Quanto ao repertório, o músico reconhece a ausência de canções mais conhecidas, como “Falando da Vida” e “Bye-bye, baião”. “Mas ‘Falando da Vida’ já tem gravações minha, da Téti e do Rogério (Franco, irmão mais novo de Rodger). E ‘Bye-bye, baião’, pela necessidade rítimica, ficava um pouco fora da proposta desse disco”, pontua. “Mesmo enxuto, o repertório mostra bem a minha criação”, emenda.

Ressaltando que já procurou caminhos como a Lei Estadual de Incentivo à Cultura - “Acabou não dando certo...” -, Rodger festeja o “primeiro disco” e já se entusiasma para novos projetos. “Penso em gravar um disco em estúdio, nem que seja só voz e violão, contemplando o repertório que não entrou neste CD. Mas tenho projetos pra um disco de música nordestina, um disco romântico, um instrumental, um infantil em parceria com o Augusto Pontes...”, esmiúça, enquanto revela ainda se estar acostumando à condição de “sessentão”. “São 40 anos de carteira da Ordem dos Músicos e 60 de idade. Qualquer coisa, já ando com o estatuto do idoso no bolso...”, brinca.

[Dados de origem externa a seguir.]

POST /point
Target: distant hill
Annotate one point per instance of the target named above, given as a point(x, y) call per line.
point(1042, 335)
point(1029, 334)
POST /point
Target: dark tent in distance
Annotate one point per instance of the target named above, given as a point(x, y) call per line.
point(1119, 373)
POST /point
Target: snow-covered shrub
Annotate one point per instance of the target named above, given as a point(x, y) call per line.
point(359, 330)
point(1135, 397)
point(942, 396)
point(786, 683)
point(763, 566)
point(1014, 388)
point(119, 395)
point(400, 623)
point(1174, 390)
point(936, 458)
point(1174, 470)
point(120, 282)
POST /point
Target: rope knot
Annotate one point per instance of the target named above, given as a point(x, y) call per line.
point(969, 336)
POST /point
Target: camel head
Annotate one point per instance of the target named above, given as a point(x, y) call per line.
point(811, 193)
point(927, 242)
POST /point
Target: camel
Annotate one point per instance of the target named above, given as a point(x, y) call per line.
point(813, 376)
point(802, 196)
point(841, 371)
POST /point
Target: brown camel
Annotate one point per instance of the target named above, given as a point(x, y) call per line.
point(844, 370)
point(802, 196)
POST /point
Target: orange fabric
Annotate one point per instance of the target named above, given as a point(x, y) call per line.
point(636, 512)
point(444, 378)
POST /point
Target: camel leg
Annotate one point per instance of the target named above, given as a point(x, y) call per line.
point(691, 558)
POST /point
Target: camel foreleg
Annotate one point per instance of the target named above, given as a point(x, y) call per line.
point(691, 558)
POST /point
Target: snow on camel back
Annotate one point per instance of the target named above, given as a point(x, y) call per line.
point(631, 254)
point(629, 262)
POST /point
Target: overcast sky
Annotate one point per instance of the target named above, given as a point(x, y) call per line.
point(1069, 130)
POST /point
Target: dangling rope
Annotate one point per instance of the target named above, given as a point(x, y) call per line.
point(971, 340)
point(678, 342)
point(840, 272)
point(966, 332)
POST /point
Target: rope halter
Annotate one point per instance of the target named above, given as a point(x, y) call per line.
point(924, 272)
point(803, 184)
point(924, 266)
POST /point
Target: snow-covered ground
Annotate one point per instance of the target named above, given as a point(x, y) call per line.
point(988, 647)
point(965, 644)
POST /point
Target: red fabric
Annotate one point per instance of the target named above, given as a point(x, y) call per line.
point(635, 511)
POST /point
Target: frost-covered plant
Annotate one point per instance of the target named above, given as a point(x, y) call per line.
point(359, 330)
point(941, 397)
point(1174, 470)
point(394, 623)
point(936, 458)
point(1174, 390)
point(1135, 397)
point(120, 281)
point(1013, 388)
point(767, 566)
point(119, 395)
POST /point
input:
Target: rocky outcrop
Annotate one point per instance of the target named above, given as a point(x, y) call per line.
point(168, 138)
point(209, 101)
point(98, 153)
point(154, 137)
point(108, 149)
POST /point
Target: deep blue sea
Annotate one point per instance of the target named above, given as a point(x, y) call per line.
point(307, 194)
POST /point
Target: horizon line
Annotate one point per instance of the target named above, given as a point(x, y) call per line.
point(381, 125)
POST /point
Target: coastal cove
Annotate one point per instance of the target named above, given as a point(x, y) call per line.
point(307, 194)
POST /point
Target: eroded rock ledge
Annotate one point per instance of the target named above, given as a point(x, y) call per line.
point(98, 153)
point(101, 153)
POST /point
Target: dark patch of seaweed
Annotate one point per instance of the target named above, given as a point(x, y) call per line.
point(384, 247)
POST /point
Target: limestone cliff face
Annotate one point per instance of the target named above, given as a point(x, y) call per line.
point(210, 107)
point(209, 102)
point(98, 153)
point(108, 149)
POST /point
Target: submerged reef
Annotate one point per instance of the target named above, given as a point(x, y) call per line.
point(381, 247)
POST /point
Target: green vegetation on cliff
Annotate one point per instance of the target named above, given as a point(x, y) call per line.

Depois de fazer história ao colocar a expressão "Pessoal do Ceará" como sinônimo da boa música feita em seu estado, no início dos anos 70, Rodger de Rogério registra no encarte do disco: "Há uns 30 anos só gravo em discos como convidado e a primeira proposta para um disco solo, em todo esse tempo, me chega em forma de desafio." Desafio que ele venceu do melhor jeito que sabe fazer: composições incríveis e um jeito de cantar só seu.

Com sua voz rouca, Rodger registrou canções famosas de seus discos em dupla com Téti e Ednardo como "Barco de Cristal", a espetacular "Ponta do lápis", uma parceria sua com Clodo Ferreira que foi sucesso na voz de Fagner em dupla com Ney Matogrosso, no compacto simples de 1975 e "Retrato Marron", parceria com Fausto Nilo.


Rodger de Rogério é um disco essencial na discografia da música cearense, um registro histórico. Músicos: Manassés no violão de aço, Pedro Rogério no violão de nylon, Aroldo Araújo no baixo e Mingo Araújo na percussão.

RODGER DE ROGÉRIO - RODGER DE ROGÉRIO


1-Balão da Baía (Rodger de Rogério/Augusto Pontes)
2-Quando você me pergunta (Rodger de Rogério/Antonio José Silva Lima)
3-Barco de Cristal (Rodger de Rogério/Clodo/Fausto Nilo)
4-Curta-metragem (Rodger de Rogério/Dedé Evangelista)
5-Diamond (Rodger de Rogério)
6-Ponta do lápis (Rodger de Rogério/Clodo)
7-Castelo Encantado (Rodger de Rogério/Pepe Capello)
8-Retrato marron (Rodger de Rogério/Fausto Nilo)
9-O lago (Rodger de Rogério/Augusto de Pontes)



Um Pouco Mais de Rodger
Menino nos campinhos das Damas à Gentilândia, Rodger Rogério sonhou pilotar avião, como fez o pai. Cresceu para cantar, mas não esqueceu os sabores e aventuras da infância

Rooodger...!

O grito de dona Monavon acostumou os pés do menino deslizarem pela madeira meio solta dos degraus ligando o quarto à sala de jantar. As paredes da casa eram então amarelas. A João Pessoa já era tida por avenida de bastante movimento na capital cearense, mas ainda não poderia adivinhar o furor com que os motores do século XXI rasgariam o asfalto, substituindo a atmosfera calma por uma polifonia de desafiar os ouvidos e impedir a conversa na calçada, entre o ronco das motos, a buzina dos carros e os freios dos ônibus, que hoje param em frente ao velho sobrado.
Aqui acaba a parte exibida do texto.